10 July 2015 #Public Procurement
The recent case of Medicure v Minister for the Cabinet Office was unusual in two key respects. First, it involved a challenge to a procurement process which was brought some seventeen months after the framework agreement had been concluded. Further, the claimant company bringing the challenge had in fact been successful in obtaining a place on the framework.
The procurement exercise concerned a framework agreement for the supply of locum doctors to various NHS trusts. Medicure submitted both an independent bid and a bid as part of the Avoca consortium. Their independent bid failed to get through the PQQ stage, but the Avoca consortium was successful in being appointed to the framework, and the framework agreement was concluded in August 2012. Medicure later became dissatisfied because, as a result of internal problems within the consortium which were unrelated to the Minister, they did not obtain any work from the framework agreement. Court proceedings were commenced in January 2014.
Medicure’s claim was based on two arguments. Firstly, they argued that their own individual bid had been wrongly excluded at the PQQ stage. This part of Medicure’s claim was decidedly rejected, both because it had no merit and because it was substantially out of time. The Regulations provide that tenderers have just thirty days from the date they believe the breach of the Regulations occurred (in this case, from the date Medicure’s bid was rejected at the PQQ stage, before the outcome of the tender had even been decided) to bring court proceedings. The court has the power to extend this deadline to a maximum of three months, but will only do so in exceptional circumstances.
The second part of Medicure’s claim was based on its appointment to the framework as part of the Avoca consortium. The particular lot for which the consortium had bid was headed “managed service provision for the supply of locum doctors” in the OJEU notice advertising the tender and in the bid documents. Medicure argued that the documents were drafted so as to require the successful tenderer to manage the supply of locum doctors only, and did not envisage or allow companies appointed to the framework to supply doctors directly from their own resources, which is what was happening in practice. Accordingly, Medicure said, the Minister was not operating the framework agreement in accordance with the tender documents. The judge however found that the tender documents did in fact permit both managing the supply of and the direct supply of locum doctors, and there was therefore no issue with the way the Minister was operating the framework. There was no breach of the Regulations and the claim was dismissed.

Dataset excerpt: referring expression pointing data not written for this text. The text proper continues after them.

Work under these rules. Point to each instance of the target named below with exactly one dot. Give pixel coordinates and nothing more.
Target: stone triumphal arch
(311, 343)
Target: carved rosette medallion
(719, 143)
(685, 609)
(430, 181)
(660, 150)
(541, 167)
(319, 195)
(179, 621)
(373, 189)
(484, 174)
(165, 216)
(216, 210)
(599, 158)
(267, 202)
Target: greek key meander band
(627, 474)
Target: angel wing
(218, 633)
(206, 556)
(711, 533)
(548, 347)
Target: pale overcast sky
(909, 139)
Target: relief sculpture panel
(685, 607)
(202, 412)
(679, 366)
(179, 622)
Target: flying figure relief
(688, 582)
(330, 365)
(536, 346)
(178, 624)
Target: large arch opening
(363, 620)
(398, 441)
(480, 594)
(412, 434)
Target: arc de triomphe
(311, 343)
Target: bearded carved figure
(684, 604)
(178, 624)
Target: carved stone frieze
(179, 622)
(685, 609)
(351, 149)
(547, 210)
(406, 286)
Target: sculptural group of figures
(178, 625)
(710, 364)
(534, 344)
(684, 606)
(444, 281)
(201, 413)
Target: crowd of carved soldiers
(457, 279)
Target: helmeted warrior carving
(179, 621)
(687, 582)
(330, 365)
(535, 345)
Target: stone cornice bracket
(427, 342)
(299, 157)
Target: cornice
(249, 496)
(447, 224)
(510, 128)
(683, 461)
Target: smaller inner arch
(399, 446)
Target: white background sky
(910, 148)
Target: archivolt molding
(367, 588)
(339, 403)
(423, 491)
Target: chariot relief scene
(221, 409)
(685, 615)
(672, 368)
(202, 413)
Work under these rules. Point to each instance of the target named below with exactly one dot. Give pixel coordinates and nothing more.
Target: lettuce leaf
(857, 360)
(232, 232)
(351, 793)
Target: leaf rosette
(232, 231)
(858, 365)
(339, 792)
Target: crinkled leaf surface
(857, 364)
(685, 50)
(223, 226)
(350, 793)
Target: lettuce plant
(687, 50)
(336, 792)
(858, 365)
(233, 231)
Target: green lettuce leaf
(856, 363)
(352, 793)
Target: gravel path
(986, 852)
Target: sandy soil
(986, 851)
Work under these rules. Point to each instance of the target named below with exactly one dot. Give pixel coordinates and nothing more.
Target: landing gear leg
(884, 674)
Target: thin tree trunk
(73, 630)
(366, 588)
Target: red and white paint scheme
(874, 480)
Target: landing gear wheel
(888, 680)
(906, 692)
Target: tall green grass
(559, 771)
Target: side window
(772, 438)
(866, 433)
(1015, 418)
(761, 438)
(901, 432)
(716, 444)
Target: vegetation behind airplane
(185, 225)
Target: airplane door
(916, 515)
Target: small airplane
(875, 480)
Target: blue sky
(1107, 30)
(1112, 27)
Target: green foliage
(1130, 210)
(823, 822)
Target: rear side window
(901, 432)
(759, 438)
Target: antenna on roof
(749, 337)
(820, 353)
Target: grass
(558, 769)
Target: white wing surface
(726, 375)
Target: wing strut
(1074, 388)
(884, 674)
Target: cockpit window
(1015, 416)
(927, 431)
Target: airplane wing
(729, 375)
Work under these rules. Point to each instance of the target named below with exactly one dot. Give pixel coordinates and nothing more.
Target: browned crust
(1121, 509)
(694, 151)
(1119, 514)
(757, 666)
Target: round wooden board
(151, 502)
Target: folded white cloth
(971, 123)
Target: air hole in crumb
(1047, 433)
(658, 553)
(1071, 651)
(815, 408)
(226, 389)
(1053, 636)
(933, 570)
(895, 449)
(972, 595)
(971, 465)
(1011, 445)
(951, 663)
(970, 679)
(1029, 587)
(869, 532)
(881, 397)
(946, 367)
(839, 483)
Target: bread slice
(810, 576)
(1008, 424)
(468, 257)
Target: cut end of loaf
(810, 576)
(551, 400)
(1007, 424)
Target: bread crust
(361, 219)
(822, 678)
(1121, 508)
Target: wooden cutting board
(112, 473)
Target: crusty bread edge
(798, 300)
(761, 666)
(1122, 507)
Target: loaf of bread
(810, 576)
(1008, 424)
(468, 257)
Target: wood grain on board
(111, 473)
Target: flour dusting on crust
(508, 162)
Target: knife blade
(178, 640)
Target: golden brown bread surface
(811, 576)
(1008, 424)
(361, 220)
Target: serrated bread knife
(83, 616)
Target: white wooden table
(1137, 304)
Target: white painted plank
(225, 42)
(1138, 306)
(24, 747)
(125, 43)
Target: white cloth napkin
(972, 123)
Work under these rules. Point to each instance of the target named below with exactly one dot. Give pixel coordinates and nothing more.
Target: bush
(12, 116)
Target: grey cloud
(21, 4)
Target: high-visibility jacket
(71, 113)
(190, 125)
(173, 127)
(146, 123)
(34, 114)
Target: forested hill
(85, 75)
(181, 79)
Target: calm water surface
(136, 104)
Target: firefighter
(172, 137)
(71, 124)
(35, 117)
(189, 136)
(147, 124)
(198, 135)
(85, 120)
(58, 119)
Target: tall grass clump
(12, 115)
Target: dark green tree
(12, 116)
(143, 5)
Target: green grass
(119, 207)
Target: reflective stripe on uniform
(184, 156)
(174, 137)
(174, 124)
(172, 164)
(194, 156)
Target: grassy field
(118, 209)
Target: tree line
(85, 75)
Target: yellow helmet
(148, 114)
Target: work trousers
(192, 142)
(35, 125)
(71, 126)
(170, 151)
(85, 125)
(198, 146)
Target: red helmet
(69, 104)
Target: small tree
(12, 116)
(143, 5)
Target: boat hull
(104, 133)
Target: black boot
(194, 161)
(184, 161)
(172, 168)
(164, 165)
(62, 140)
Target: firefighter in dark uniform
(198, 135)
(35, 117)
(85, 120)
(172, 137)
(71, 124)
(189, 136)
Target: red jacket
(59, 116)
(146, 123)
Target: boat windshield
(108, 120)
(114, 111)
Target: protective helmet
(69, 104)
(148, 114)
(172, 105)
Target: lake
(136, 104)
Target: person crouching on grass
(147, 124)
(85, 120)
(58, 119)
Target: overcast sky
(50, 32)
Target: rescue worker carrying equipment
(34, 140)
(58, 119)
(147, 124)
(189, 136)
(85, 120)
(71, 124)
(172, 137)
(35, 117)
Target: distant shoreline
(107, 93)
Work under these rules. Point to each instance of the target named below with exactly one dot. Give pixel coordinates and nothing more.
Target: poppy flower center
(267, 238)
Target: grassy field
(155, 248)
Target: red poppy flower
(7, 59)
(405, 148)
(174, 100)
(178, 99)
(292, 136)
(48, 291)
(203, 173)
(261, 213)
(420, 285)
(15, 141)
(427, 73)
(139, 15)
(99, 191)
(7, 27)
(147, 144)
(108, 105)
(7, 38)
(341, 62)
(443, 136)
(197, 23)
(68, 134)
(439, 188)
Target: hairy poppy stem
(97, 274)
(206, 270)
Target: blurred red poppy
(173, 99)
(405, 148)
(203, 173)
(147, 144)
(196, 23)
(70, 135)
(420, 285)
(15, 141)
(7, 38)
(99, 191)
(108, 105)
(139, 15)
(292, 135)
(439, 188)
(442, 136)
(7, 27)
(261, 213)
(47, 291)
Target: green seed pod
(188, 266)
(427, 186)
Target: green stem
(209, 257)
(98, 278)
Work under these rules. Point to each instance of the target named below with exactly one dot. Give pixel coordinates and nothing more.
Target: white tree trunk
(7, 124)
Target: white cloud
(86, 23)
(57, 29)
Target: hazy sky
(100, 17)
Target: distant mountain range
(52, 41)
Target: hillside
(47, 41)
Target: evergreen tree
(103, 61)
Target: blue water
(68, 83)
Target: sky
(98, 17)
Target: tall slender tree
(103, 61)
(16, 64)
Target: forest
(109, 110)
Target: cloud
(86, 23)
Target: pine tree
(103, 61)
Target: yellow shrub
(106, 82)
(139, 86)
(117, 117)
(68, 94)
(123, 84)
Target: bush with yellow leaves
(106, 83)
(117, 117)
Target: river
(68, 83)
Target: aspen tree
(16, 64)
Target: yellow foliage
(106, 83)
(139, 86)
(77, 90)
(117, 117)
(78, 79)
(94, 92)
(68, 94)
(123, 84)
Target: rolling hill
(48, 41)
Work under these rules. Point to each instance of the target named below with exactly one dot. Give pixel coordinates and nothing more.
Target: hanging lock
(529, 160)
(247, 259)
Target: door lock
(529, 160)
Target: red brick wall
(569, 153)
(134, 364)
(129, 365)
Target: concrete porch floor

The decision highlights the need for unsuccessful tenderers to take urgent action if they suspect a procurement process has not been conducted fairly. The timescales imposed by the Regulations simply do not allow for tenderers to hedge their bets, as Medicure did by accepting a position on the framework as part of the Avoca consortium, and only later bringing a challenge to the rejection of their individual bid when the profits they hoped to generate from the consortium did not materialise.
Although the second part of Medicure’s claim failed on the facts, tenderers (both successful and unsuccessful) should take legal advice if they suspect that contracts, once underway, are not being operated by contracting authorities in the way they were advertised. Any significant change from what was envisaged in the tender documents may require the contract to be retendered.